In the 1985–86 season, Day hosted her own television talk show, Doris Day’s Best Friends, on CBN. The network canceled the show after 26 episodes, despite the worldwide publicity it received.
Since her retirement from films, Day has lived in Carmel-by-the-Sea, California. She has many pets and adopts stray animals. She granted an ABC telephone interview on her birthday in 2016, which was accompanied by photos of her life and career
In 1975, Day published her autobiography, Doris Day: Her Own Story, an “as-told-to” work with A. E. Hotchner. The book detailed her first three marriages:
To Al Jorden, a trombonist whom she first met in Barney Rapp’s Band, from March 1941 to 1943. Her only child, son Terrence Paul Jorden (later known as Terry Melcher), resulted from this marriage. Husband Jorden, who was reportedly physically abusive to Day, committed suicide in 1967 by gunshot.

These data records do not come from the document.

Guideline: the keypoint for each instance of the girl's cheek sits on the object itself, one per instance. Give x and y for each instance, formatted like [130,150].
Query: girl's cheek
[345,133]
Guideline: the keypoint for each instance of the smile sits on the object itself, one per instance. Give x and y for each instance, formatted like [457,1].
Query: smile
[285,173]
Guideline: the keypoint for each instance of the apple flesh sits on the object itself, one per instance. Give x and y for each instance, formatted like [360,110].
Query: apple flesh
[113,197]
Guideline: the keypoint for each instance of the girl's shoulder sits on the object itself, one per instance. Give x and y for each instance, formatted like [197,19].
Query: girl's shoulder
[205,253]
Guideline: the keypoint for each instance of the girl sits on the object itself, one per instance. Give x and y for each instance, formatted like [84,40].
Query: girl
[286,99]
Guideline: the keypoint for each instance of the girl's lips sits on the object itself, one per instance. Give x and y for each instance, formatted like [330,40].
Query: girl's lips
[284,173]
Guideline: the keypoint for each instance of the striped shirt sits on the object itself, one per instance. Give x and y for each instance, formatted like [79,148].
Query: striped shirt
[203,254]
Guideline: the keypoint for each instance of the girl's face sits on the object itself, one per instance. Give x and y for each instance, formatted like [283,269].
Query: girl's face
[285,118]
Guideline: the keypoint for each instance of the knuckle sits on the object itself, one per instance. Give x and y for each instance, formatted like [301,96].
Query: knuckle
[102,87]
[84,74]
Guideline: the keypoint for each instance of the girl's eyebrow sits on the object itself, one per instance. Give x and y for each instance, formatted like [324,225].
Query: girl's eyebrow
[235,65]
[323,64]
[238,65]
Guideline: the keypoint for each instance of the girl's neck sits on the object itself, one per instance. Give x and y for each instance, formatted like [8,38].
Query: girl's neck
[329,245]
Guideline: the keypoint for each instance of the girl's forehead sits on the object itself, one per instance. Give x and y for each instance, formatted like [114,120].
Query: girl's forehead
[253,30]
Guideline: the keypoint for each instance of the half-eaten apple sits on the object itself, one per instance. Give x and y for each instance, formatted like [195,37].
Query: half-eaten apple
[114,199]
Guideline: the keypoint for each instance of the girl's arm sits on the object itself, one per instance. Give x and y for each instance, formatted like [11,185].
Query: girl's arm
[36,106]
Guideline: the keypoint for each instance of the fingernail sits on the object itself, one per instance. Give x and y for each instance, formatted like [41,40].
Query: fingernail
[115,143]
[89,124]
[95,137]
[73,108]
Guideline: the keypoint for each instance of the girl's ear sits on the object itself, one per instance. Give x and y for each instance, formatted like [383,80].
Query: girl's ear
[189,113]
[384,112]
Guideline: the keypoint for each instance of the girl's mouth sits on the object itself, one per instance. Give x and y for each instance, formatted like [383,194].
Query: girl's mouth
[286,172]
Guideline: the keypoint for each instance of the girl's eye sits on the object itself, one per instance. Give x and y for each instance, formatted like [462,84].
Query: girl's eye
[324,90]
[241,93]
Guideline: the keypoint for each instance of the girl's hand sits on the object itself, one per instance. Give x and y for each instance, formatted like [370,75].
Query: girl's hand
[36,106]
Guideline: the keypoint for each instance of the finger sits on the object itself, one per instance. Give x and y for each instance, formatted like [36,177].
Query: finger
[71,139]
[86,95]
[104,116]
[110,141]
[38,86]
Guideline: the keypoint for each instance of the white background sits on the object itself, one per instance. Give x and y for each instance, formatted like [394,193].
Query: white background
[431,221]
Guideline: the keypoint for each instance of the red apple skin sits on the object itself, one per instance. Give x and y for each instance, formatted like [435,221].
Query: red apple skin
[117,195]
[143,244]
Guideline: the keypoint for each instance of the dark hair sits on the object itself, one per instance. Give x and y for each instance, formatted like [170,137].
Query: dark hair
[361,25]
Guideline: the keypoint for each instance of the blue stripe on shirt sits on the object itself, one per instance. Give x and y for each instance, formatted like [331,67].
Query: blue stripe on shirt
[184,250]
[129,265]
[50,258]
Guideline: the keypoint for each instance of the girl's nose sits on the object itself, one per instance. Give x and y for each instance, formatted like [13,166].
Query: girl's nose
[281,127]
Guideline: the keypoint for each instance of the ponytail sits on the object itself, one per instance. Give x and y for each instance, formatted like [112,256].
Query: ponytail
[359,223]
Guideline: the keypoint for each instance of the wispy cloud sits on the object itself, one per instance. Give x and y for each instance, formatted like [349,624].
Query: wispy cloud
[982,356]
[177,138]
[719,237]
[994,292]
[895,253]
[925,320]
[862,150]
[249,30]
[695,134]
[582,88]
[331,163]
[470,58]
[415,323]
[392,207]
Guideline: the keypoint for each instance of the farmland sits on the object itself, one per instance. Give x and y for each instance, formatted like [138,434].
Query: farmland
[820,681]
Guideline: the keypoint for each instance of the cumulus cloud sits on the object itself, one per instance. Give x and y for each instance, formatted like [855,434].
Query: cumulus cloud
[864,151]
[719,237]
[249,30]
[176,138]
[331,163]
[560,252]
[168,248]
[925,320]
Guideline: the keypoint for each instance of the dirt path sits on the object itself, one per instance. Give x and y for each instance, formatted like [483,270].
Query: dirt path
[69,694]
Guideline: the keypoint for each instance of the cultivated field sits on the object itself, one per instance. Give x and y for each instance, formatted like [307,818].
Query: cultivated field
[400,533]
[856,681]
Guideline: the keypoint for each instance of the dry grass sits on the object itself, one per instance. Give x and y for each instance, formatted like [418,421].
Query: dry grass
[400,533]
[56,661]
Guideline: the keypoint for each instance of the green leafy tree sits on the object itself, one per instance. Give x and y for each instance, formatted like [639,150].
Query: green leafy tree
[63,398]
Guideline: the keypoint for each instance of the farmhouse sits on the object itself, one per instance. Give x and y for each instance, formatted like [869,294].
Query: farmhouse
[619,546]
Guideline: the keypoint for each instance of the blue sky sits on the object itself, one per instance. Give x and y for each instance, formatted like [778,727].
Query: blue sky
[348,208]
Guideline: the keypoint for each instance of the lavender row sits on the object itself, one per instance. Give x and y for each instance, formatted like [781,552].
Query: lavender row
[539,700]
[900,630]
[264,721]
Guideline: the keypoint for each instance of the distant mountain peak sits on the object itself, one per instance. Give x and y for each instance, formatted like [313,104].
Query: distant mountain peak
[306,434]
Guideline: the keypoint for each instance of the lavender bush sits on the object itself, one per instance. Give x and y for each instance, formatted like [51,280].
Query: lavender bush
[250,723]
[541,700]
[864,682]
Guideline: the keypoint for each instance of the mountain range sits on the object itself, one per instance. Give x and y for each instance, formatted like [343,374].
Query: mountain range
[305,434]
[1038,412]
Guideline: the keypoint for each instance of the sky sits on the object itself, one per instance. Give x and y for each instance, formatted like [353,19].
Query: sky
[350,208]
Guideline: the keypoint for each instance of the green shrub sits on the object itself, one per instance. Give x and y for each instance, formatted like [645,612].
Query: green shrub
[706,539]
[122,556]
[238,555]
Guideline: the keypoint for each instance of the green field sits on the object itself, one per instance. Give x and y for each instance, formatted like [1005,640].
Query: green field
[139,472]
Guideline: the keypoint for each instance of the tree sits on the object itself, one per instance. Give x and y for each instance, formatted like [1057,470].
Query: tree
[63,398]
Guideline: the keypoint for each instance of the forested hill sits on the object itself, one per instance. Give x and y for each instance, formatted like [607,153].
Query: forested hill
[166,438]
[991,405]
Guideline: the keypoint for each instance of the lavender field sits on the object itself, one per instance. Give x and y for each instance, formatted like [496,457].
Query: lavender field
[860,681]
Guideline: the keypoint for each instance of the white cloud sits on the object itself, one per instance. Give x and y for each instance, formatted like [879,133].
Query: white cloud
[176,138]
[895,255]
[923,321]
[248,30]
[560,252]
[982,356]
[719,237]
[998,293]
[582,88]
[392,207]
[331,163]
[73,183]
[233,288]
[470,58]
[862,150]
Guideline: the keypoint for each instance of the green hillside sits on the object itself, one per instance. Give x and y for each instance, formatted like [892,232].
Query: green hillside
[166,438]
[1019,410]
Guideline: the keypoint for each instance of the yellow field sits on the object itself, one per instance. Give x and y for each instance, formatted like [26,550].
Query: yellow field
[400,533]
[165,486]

To George William Weidler (a saxophonist), from March 30, 1946 to May 31, 1949. Weidler, the brother of actress Virginia Weidler, and Day met again several years later. During a brief reconciliation, he helped introduce her to Christian Science.
To Martin Melcher, whom she married on April 3, 1951, her 29th birthday. This marriage lasted until Melcher’s death in 1968. Melcher adopted Day’s son Terry, who, with the name Terry Melcher, became a successful musician and record producer. Martin Melcher produced many of Day’s movies. She and Melcher were both practicing Christian Scientists, resulting in her not seeing a doctor for some time after symptoms that suggested cancer. This distressing period ended when, finally consulting a physician, and thereby finding the lump was benign, she fully recovered.

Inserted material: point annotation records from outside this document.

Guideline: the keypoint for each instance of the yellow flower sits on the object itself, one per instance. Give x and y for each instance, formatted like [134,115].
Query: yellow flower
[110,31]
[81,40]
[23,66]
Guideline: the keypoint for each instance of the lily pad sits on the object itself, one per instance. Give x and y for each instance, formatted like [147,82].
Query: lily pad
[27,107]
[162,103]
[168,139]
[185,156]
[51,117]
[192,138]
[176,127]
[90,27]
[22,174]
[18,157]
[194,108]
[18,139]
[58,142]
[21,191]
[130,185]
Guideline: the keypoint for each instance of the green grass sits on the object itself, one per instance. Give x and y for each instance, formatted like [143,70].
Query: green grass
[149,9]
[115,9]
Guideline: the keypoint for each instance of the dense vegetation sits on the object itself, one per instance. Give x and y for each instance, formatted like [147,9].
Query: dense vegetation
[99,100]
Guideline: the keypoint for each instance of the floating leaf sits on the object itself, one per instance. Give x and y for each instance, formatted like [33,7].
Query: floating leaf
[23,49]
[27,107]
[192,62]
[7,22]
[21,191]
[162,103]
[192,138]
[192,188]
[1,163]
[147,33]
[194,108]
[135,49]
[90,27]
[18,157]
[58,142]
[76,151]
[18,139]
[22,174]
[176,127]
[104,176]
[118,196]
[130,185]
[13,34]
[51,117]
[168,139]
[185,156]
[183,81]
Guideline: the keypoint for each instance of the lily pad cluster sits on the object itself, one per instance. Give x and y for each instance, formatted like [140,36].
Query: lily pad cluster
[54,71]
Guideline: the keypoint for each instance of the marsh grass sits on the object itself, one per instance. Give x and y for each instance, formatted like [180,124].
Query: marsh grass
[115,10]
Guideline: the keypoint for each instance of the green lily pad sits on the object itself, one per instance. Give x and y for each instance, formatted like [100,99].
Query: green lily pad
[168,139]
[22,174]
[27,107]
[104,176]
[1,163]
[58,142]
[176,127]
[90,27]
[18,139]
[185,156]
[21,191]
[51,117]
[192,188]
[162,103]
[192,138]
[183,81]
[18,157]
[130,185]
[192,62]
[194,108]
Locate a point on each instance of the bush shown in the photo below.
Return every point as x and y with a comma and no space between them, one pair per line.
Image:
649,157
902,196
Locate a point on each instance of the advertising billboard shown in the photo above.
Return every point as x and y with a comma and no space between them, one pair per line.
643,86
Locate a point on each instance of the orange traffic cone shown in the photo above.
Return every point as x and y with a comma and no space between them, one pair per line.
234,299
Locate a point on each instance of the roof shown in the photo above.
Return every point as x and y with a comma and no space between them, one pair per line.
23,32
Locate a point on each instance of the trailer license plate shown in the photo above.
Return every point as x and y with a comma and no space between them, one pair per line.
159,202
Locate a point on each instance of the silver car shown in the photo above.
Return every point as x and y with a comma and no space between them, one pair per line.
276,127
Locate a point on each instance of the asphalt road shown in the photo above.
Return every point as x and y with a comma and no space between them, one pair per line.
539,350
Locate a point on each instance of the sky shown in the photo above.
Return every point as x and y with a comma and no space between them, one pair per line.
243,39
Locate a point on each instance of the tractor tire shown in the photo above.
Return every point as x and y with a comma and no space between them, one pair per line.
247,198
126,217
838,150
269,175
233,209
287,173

After publishing her autobiography, Day remarried:
Her fourth marriage, from April 14, 1976 until 1981, was to Barry Comden (March 30, 1935 – May 25, 2009), who was roughly a decade younger. Comden was the maître d’hôtel at one of Day’s favorite restaurants. Knowing of her great love of dogs, Comden endeared himself to Day by giving her a bag of meat scraps and bones on her way out of the restaurant. When this marriage unraveled, Comden complained that Day cared more for her “animal friends” than she did for him.

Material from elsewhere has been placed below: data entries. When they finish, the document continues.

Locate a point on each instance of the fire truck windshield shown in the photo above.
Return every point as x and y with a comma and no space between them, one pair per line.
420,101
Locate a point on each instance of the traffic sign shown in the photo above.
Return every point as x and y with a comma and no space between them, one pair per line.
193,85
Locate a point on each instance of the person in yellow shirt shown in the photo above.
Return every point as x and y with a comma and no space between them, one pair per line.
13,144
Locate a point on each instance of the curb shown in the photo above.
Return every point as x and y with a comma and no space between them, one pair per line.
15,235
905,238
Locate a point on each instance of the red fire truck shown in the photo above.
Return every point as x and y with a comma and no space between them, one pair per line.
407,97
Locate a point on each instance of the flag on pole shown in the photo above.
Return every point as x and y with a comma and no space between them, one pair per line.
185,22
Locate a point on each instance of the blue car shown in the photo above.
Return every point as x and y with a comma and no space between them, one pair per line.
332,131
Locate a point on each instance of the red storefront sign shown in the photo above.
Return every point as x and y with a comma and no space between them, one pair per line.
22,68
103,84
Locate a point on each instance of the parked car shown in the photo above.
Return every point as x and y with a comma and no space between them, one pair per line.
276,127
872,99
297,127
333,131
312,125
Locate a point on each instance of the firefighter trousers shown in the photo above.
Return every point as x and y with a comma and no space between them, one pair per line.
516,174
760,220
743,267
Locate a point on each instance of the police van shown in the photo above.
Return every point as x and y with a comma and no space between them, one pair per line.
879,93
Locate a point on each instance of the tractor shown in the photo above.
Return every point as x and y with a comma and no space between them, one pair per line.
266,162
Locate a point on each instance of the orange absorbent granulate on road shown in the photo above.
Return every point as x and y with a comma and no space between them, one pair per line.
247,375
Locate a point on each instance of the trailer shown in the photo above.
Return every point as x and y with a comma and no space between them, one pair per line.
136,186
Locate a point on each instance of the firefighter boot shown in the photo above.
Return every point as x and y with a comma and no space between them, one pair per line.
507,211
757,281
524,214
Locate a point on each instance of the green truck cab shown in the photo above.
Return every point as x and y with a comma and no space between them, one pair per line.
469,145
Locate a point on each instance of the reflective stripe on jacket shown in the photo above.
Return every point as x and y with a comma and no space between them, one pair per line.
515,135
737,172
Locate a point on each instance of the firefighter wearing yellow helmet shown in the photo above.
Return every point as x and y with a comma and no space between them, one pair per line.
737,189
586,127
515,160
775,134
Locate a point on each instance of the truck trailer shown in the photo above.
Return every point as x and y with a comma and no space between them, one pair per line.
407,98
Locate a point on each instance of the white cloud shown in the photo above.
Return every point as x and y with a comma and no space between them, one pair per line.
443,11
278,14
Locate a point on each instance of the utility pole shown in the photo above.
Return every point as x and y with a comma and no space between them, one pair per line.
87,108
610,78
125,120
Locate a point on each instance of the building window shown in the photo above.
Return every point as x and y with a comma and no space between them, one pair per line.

Day’s interest in animal welfare and related issues apparently dates to her teen years. While recovering from an automobile accident, she took her dog Tiny for a walk without a leash. Tiny ran into the street and was killed by a passing car. Day later expressed guilt and loneliness about Tiny’s untimely death. In 1971, she co-founded Actors and Others for Animals, and appeared in a series of newspaper advertisements denouncing the wearing of fur, alongside Mary Tyler Moore, Angie Dickinson, and Jayne Meadows. Day’s friend, Cleveland Amory, wrote about these events in Man Kind? Our Incredible War on Wildlife (1974).
In 1978, Day founded the Doris Day Pet Foundation, now the Doris Day Animal Foundation (DDAF). A non-profit 501(c)(3) grant-giving public charity, DDAF funds other non-profit causes throughout the US that share DDAF’s mission of helping animals and the people who love them. The DDAF continues to operate independently under Day’s personal supervision.
To complement the Doris Day Animal Foundation, Day formed the Doris Day Animal League (DDAL) in 1987, a national non-profit citizen’s lobbying organization whose mission is to reduce pain and suffering and protect animals through legislative initiatives. Day actively lobbied the United States Congress in support of legislation designed to safeguard animal welfare on a number of occasions and in 1995 she originated the annual Spay Day USA. The DDAL merged into The Humane Society of the United States (HSUS) in 2006. The HSUS now manages World Spay Day, the annual one-day spay/neuter event that Day originated.
A facility to help abused and neglected horses opened in 2011 and bears her name—the Doris Day Horse Rescue and Adoption Center, located in Murchison, Texas, on the grounds of an animal sanctuary started by her late friend, author Cleveland Amory. Day contributed $250,000 towards the founding of the center.